3.3. Async
Unlike traditional software systems that operate mostly by giving you instant answers, current generative AI systems are fundamentally asynchronous.
For example, when using a language model like ChatGPT, users type their queries into a text box. This input is then sent to the back-end server for processing and streaming. Streaming enables real-time data flow between the client and server, providing users with incremental updates. For example, in a chat application, a generative AI can stream responses as they are being generated. This creates a more dynamic and engaging user experience, as users can see partial responses and start interpreting them even before the entire output is completed.
Standard UI elements like buttons and sliders are also used to trigger AI actions. These triggers can initiate complex back-end processes, such as generating an image, composing a piece of music, or performing data analysis. The asynchronous nature of these interactions allows the front-end interface to remain responsive, providing users with immediate feedback while the back-end handles the heavy lifting.
The back-end of these systems is generally where the bulk of processing occurs. For example, a user might upload a large PDF document and request a summary. The AI system will process this document asynchronously, allowing the user to continue other activities. Once the summary is ready, the system can notify the user, ensuring a seamless experience without requiring them to wait for the task to complete.
The ability to process tasks in the background offers several key benefits. One significant advantage is the control over concurrency. This is particularly important for services that rely on external APIs, especially those involving paid models. By regulating the number of requests made to these APIs, systems can optimize their usage and control costs effectively. This is more difficult on the front-end where we can't always control how often users interact with particular features.
The size of generative AI models plays a crucial role in determining their performance and accuracy. Larger models, while often more accurate and capable of generating higher-quality outputs, tend to be slower. This slowness is the trade-off for their greater accuracy and depth of understanding. On the other hand, smaller models, though less capable of nuanced and complex responses, are typically faster. This speed is particularly evident when running smaller models on hardware designed for larger ones, as the hardware's capabilities are underutilized, resulting in quicker response times.
Another permutation of this idea is edge AI. It involves deploying artificial intelligence directly onto peripheral devices, making each device a miniature decision-making hub. This contrasts with relying on the cloud for computational power. Essentially, it’s like having a small, independent brain in your smart gadgets, eliminating the need to constantly communicate with a more powerful, distant brain. That said, edge AI often lags behind its cloud-based counterpart because local devices like laptops lack the computing prowess of centralized servers. However, if you have a small model fine-tuned for a very specific, simple task that runs directly on your laptop or phone, it can deliver an answer without needing to communicate with the cloud, eliminating the time needed to handle server requests.
Case study: OpenAI o1
In September 2024, OpenAI advanced the concept of asynchronous AI with the release of the GPT-1o model. This model was built to take more time to think before responding, allowing it to reason through complex tasks and solve more challenging problems in areas like science, coding, and math. When I tested it, the model took 12 to 20 seconds to begin generating text, and then a few more seconds to complete the response once it started.
When it finished, it showed me the chain of thoughts that led to its answer.
OpenAI’s o1 represents a significant shift not just in research, but also in how products are developed. We’re now faced with the challenge of building around a model that takes time to think. For the past two decades, we’ve focused on shrinking feedback loops to mere milliseconds—whether it’s media, communication, computing, or hardware. Everything became so fast that we trained people to expect immediate responses. But generative AI is changing that dynamic. OpenAI has even mentioned that future versions of o1 might think for hours, days, or even weeks! This is a radical departure from what today’s fast-paced, dopamine-driven culture is used to. However, if the end result is so valuable that it’s worth the wait, who’s to say this isn’t where software development is headed in the next decade?

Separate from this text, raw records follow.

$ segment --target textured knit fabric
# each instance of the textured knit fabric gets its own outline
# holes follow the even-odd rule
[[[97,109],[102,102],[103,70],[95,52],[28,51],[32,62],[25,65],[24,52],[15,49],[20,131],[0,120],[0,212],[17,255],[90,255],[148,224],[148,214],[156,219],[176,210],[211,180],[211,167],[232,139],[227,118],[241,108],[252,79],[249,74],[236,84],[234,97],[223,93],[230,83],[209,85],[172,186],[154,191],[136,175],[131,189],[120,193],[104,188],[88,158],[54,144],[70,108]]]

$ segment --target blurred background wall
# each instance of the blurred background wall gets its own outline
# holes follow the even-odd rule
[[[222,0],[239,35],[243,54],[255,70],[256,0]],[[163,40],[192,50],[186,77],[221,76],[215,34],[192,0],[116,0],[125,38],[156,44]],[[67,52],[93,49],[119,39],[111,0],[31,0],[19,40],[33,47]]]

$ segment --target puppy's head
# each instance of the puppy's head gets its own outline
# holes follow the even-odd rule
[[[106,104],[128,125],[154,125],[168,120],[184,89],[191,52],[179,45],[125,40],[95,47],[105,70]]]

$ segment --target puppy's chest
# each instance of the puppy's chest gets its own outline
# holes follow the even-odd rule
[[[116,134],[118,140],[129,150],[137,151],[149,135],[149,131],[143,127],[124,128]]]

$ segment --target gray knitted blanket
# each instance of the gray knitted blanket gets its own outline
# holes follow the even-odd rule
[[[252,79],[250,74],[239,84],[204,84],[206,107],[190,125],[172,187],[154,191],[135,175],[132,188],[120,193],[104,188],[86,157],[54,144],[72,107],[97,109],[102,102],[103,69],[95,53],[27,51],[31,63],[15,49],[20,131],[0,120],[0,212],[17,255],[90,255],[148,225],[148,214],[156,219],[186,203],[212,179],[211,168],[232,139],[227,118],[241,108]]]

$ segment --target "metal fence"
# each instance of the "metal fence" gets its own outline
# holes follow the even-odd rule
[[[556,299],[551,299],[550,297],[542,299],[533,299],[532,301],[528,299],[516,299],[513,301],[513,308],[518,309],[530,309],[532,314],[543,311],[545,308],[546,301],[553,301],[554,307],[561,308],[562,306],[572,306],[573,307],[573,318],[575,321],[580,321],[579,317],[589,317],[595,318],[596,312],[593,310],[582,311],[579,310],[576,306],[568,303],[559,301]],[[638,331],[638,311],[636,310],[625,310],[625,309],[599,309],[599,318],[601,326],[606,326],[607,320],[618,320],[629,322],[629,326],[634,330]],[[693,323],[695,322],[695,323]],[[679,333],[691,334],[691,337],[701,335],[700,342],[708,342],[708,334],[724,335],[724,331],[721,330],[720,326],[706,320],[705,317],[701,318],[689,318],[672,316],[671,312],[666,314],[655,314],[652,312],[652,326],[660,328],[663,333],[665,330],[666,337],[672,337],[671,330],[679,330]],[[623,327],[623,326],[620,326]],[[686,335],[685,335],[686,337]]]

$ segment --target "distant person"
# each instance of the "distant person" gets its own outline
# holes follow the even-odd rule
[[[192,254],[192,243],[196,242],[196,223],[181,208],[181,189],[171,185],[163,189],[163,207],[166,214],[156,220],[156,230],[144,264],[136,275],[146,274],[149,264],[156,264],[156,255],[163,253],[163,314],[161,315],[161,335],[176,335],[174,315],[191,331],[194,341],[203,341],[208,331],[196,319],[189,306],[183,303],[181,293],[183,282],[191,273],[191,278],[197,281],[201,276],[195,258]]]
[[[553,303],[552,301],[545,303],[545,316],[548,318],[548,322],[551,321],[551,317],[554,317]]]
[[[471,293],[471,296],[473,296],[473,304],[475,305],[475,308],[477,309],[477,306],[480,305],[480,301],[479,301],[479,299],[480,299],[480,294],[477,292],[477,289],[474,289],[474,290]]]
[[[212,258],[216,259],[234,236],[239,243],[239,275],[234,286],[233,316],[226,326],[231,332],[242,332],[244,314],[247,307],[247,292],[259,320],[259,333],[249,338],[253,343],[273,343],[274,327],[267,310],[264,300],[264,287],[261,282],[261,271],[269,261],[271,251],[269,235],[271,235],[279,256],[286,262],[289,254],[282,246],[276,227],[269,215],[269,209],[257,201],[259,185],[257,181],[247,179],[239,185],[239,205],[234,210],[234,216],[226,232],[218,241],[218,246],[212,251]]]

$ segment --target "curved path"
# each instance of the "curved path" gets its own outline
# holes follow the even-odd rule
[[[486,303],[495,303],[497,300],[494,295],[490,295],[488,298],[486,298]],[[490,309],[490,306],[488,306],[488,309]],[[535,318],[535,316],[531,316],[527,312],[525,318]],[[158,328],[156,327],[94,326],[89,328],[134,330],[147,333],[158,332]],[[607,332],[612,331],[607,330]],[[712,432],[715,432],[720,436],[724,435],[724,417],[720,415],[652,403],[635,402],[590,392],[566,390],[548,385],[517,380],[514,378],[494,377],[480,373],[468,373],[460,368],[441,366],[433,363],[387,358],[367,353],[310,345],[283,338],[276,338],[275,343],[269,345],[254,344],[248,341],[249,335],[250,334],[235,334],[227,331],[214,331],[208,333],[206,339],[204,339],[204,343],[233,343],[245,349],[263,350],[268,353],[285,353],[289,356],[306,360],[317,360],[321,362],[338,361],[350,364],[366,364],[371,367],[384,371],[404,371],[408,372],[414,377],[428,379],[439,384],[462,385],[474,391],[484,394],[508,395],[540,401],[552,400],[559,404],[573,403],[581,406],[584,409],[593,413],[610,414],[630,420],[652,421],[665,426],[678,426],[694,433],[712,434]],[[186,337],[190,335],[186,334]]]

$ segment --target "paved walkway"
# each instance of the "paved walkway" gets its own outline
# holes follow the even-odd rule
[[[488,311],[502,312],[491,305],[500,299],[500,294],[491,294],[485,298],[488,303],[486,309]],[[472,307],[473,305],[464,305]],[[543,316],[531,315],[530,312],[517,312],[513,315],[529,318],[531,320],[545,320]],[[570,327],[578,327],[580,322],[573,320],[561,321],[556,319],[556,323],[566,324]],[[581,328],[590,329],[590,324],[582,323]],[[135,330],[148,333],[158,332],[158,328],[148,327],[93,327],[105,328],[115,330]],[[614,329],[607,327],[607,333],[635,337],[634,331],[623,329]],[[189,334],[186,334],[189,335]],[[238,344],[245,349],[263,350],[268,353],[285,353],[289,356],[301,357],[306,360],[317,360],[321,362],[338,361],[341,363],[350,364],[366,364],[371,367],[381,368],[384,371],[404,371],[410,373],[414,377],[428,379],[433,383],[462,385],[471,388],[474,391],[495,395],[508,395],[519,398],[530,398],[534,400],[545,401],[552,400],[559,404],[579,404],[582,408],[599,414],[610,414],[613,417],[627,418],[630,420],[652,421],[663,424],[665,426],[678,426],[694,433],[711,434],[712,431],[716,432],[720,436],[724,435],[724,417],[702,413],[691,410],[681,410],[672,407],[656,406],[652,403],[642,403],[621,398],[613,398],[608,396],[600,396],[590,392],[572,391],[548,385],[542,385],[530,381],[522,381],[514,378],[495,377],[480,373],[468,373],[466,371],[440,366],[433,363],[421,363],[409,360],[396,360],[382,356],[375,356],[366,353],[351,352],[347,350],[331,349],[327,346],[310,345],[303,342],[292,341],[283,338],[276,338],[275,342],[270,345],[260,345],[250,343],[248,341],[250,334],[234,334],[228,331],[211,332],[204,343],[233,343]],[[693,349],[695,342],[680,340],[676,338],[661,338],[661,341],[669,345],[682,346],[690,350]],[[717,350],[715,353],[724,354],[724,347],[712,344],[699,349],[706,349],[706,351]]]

Now, product designers face a whole new set of challenges with this evolving interaction model. Can we even call something that takes hours or weeks to process a chatbot anymore? Is text input still the best way for users to engage with it? Are chat bubbles the right format to display results? If tasks take that long, should there be a progress pipeline that lets users review results step by step? And what if you catch an error early in the process—can you intervene, or are you stuck waiting for the final output to correct mistakes? Any data analyst knows the frustration of waiting for a lengthy and costly query to complete, only to realize you made an error, making the results useless and forcing you to start all over. These are critical questions designers must now grapple with.
If you’re a designer working on an agentic AI app right now, you likely need to look to other fields for inspiration on addressing these challenges. My guess is that the most relevant design patterns will come from industries that manage long-running, often physical, processes. Beyond data science, you could look at areas like shipping, which developed tools like email notifications, text updates, and live maps to show users where their package is and when it will arrive. Project management tools are another great example—they allow stakeholders to easily track the progress of long-term projects. What if your AI agent used something like a hill chart to visualize its progress, giving users a clear, intuitive view of how far along it is and what’s left to be done? These industries provide valuable lessons on keeping users informed and engaged during lengthy processes.